Hoy Polonia es libre y soberana, tiene fronteras abiertas, un Parlamento democrático y una economía de mercado cada vez más sólida. Pero los polacos no saben sentirse orgullosos de esos logros. Por el contrario, maldicen su vida cotidiana. Y es que los polacos aman su país, sobre todo en la desgracia. Es entonces cuando los cobardes se transforman en héroes, los ladrones en filántropos y los admiradores del pensamiento europeo en intransigentes cumplidores del catecismo nacional y fieles hijos de la Iglesia. Así es Polonia, así son los polacos. ¿Sabrán valerse de la libertad? ¿Sabrán encontrar en ella la dicha?
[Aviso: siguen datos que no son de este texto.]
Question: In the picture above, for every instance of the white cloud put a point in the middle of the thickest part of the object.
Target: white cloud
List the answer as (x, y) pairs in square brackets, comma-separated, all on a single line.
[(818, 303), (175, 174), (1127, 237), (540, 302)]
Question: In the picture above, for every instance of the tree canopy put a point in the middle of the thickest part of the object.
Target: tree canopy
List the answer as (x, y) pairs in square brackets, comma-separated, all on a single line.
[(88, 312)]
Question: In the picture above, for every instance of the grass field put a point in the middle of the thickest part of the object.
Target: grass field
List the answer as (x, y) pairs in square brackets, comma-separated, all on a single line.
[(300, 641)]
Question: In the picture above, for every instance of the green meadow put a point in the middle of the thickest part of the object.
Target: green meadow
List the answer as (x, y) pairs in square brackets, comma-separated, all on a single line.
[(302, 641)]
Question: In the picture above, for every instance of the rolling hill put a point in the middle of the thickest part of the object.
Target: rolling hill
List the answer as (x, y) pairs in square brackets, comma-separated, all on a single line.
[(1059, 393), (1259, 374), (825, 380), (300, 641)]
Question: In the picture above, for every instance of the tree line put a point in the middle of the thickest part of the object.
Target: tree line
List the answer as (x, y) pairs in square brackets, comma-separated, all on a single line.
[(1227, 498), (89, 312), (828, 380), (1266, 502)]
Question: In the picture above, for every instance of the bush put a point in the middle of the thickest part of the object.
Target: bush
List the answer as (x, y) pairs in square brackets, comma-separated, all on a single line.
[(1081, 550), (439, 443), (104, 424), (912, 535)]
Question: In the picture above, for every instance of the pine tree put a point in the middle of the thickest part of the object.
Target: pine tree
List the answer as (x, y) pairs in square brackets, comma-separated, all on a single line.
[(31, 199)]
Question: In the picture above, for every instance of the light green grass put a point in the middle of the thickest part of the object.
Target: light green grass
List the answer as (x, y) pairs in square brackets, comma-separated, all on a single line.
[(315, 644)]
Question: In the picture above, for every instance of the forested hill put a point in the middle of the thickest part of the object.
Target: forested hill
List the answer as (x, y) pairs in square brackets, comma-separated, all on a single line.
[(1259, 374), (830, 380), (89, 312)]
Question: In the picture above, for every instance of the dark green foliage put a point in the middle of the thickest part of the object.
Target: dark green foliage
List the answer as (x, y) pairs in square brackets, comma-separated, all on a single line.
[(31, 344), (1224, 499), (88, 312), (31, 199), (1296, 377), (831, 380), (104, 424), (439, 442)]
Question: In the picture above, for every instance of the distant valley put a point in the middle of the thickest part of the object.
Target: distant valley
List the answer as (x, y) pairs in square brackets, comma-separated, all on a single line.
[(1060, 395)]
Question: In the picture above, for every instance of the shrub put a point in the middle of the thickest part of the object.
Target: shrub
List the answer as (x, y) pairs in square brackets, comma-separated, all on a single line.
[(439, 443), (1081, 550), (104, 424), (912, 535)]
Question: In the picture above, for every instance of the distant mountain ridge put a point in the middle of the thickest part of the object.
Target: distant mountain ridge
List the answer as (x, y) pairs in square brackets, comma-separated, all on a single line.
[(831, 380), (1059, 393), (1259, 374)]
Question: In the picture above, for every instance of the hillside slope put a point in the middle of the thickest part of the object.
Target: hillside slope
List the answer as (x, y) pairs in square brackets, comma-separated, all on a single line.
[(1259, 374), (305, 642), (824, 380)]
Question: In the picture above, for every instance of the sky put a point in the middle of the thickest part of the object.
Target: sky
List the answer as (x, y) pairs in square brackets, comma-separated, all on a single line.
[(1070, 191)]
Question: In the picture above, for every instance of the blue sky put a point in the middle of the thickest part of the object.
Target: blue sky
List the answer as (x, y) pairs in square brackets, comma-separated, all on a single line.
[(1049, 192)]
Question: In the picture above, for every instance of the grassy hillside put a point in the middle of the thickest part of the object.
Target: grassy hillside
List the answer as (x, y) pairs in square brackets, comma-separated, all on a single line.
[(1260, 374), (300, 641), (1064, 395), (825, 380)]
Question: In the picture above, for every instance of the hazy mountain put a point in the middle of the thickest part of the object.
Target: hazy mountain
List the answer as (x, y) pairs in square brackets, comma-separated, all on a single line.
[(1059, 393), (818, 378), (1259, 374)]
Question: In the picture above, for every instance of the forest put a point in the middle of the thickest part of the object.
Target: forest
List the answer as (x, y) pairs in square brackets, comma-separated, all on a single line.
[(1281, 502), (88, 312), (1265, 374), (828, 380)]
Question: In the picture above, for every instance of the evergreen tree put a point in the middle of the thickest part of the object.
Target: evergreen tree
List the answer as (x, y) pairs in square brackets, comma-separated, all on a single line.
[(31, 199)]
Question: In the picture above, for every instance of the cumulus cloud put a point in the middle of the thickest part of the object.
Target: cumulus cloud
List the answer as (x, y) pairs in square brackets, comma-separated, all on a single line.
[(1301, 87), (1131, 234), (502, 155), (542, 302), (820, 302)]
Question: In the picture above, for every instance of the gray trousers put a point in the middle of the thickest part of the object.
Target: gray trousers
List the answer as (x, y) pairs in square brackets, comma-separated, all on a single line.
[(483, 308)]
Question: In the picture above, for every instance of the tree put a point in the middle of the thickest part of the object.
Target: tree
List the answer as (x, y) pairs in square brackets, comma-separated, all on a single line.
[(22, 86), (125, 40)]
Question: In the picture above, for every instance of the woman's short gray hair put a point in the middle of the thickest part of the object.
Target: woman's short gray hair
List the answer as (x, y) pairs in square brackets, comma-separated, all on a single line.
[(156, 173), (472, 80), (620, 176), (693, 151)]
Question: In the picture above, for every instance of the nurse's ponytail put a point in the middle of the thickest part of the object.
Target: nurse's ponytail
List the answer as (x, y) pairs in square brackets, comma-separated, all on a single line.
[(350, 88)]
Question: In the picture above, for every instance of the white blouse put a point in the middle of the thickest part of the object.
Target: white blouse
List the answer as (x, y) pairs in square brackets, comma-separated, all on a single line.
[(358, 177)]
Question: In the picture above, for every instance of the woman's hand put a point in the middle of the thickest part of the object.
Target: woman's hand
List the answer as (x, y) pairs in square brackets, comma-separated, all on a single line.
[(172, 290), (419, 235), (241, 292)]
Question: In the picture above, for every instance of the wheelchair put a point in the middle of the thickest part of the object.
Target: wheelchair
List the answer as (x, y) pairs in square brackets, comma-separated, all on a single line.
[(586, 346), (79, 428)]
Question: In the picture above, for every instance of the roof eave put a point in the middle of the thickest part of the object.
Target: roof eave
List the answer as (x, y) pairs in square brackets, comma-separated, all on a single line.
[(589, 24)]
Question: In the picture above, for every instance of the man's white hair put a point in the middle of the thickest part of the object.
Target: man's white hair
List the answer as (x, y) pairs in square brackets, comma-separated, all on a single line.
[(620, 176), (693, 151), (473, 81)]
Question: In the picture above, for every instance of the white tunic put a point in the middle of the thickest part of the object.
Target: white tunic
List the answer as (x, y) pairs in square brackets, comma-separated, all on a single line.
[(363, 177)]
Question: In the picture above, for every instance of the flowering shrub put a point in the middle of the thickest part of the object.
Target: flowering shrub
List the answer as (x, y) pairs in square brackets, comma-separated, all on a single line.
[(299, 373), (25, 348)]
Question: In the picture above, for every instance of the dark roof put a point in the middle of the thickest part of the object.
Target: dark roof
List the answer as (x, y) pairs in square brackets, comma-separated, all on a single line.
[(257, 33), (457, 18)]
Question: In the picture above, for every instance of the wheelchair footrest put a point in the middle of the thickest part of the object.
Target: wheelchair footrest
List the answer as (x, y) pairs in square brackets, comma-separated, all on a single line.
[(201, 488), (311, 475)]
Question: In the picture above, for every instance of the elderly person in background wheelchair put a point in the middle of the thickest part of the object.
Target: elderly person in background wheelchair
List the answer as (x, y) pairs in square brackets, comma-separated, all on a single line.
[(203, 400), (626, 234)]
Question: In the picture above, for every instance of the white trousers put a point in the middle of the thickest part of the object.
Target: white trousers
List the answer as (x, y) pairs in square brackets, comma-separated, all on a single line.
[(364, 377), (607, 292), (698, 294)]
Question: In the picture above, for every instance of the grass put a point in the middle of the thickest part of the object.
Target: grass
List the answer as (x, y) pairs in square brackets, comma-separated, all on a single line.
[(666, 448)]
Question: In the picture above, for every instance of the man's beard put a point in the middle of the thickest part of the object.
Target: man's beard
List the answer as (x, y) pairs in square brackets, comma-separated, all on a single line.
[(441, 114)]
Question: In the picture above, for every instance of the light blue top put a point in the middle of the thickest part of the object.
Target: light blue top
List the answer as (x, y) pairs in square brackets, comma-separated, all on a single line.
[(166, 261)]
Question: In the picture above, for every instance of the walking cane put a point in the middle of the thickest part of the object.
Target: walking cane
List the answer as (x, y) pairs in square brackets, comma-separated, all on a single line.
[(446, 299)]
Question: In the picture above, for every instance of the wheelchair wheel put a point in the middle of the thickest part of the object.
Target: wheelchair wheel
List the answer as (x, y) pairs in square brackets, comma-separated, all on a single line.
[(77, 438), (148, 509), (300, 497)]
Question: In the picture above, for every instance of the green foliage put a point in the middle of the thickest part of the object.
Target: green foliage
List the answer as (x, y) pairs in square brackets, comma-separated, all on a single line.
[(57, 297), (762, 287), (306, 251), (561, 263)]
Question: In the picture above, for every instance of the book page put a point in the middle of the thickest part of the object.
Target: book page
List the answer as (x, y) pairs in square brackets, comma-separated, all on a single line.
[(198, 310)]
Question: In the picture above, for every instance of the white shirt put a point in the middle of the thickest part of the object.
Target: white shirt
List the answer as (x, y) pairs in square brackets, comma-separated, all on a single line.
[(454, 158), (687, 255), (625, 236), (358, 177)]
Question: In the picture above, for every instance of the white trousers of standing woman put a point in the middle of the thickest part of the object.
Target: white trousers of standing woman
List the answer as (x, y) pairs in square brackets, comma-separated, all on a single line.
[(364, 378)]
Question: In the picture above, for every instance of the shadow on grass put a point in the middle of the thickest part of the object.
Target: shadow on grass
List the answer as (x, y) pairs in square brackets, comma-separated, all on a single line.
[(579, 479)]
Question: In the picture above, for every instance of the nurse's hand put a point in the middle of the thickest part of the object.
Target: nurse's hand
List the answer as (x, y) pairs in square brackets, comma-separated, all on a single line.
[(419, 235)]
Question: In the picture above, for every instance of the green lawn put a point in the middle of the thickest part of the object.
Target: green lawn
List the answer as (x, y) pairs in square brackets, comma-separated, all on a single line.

No estoy seguro de ello, porque, con repugnancia, observo a muchos fanáticos que siembran el odio y a muchos rufianes que aprovechan la nueva realidad para cometer ruindades. Tratan de aprovechar el heroísmo de sus antecesores para dar un contenido justificador a sus canalladas. El presidente de Polonia, Lech Walesa, ha invitado a los presidentes de Alemania y Rusia a participar en los actos del cincuentenario de la insurrección de Varsovia. Suelo ser muy escéptico ante la política de Walesa, pero esta vez creo que su iniciativa es muy sabia, noble y clarividente. Pienso también que tiene raíces muy profundas en las mejores tradiciones polacas. Será muy positivo que el cincuentenario de un acontecimiento que simboliza los grandes sufrimientos del pueblo polaco se convierta en una oportunidad para que polacos, alemanes y rusos se den la mano en un gesto de paz, en nombre de la reconciliación y el perdón, contra el chovinismo y el odio.

Me gustaría cerrar estas reflexiones con algo optimista, pero me es imposible porque pienso en Bosnia. Sarajevo vive un drama similar al que vivió Varsovia hace 50 años.